We first became aware of him as a sort of local curiosity. His tall figure with obese stomach, a face of unhealthy pallor, the binoculars always across his shoulder, the walking stick carried with its handle in his pocket: all these combined to make him a notion. In some notes I made at the time he is of ‘weird shape’, and further on he is ‘one of the seven wonders of the world’. To see what would happen one of us took off his hat to Wally one day, he removed his with a curious jerky notion, which was carefully noted for future mimicry. And then it became a notion to make Wally jerk off his hat by uncovering to him. Then inevitably we got into conversation with him and found he spoke rapidly in a high voice and was nervously gushing and polite. All this was imitated, but what began as a joke ended in mutual esteem and a firm friendship, based on archaeological research, between Wally and many of the men in College. He had us to tea in the Norman Palace tearooms and we had him back. Le Couteur became Le Touceur, then Wally Tooker and finally Wally. He was a great favourite with us, and when we realised the scope and quality of his work, and the great modesty and sincerity of his nature, we all admired him.

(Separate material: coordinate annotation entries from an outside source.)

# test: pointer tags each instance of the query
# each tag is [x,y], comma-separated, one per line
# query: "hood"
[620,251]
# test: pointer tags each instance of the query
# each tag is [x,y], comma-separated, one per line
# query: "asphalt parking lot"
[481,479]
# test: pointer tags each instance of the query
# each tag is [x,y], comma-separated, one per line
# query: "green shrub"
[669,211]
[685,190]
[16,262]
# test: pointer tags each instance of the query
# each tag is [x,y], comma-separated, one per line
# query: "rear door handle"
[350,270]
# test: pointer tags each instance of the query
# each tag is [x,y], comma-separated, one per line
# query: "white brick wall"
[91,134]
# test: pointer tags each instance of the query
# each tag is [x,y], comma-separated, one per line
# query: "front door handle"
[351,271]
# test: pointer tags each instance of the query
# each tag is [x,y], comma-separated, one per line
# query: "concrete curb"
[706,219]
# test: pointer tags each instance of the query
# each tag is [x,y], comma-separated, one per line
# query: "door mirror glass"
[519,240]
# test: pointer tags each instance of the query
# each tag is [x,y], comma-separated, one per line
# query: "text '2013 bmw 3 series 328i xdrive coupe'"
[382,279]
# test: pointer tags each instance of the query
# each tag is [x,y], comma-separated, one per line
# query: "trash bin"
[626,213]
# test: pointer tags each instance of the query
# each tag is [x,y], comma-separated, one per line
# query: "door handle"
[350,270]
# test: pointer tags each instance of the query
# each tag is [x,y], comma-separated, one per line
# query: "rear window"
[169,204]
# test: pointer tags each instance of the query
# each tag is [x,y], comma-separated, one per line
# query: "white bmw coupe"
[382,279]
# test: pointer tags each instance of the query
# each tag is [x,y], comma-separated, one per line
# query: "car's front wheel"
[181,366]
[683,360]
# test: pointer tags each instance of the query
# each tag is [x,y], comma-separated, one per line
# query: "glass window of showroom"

In 1921 the quality of Betton and Evans work also became manifest, and their glass began to decay. College Mill was converted into a workshop and one by one the windows of chapel were brought down, laid on trestles, repaired and completely re-leaded. Wally was in charge. We often visited him there and the work was fascinating to watch. In the course of it he discovered that a few sections of the original glass had escaped Betton and Evans and were still in the windows and he made careful note of them, restoring where necessary. He constantly drew our attention to the inferior colour of the new glass in comparison with the old. It became one of his great ambitions to trace the remainder of the lost glass. Some, he knew, would have been broken up, but he knew that most of it had been taken to Shrewsbury and sold privately, when the new copy had been made. It was known that two panels were on view in the South Kensington Museum: there were other pieces in Mancetter church: some were in America: and there was a tale that fragments had been found in the conservatory of two old ladies in Sussex. In those days I was up and down England a lot on a motor cycle, pursuing antiquity, and Wally gave me a watching brief for Chapel glass. Anything remotely like it, I had to draw and send him a full description. He was most appreciative and replied at length in friendly letters of which there is a sample below. It reflects the trouble he had with publishers, mentions our mutual friend Dean Hutton, and sportingly records that he posed for a caricature by Hawkes in the Thule frieze. A photograph of this famous painting will be found in these papers [not found], and show that Wally’s simile of ‘pontoons’ for the Bobber’s boots is well chosen.

Obituaries in the Times and Hampshire Chronicle show the esteem and affection in which this pathetic, lonely man was held and by how many people and I hope that the cheerful companionship he received made amends for our early mockery. I seldom met a man with more disadvantages of appearance and address or one who so pluckily overcame them. It seemed absurd at first to a teen-ager to be addressed by this man as “My dear Sir” but we realised that this and other mannerisms were only a cloak for shyness. They were also the result, perhaps, the result of illness, for Wally was one of the most unhealthy people I ever knew and his early death indicates that he was never really fit. But he was the kind of man who would never embarrass you with complaints of his own inconvenience or discomfort and we shall never know how much of this he was called upon to endure. Apart from this I think he was a happy man not least on account of the improbable and boisterous friendship which had sprung up between him and the men in the College.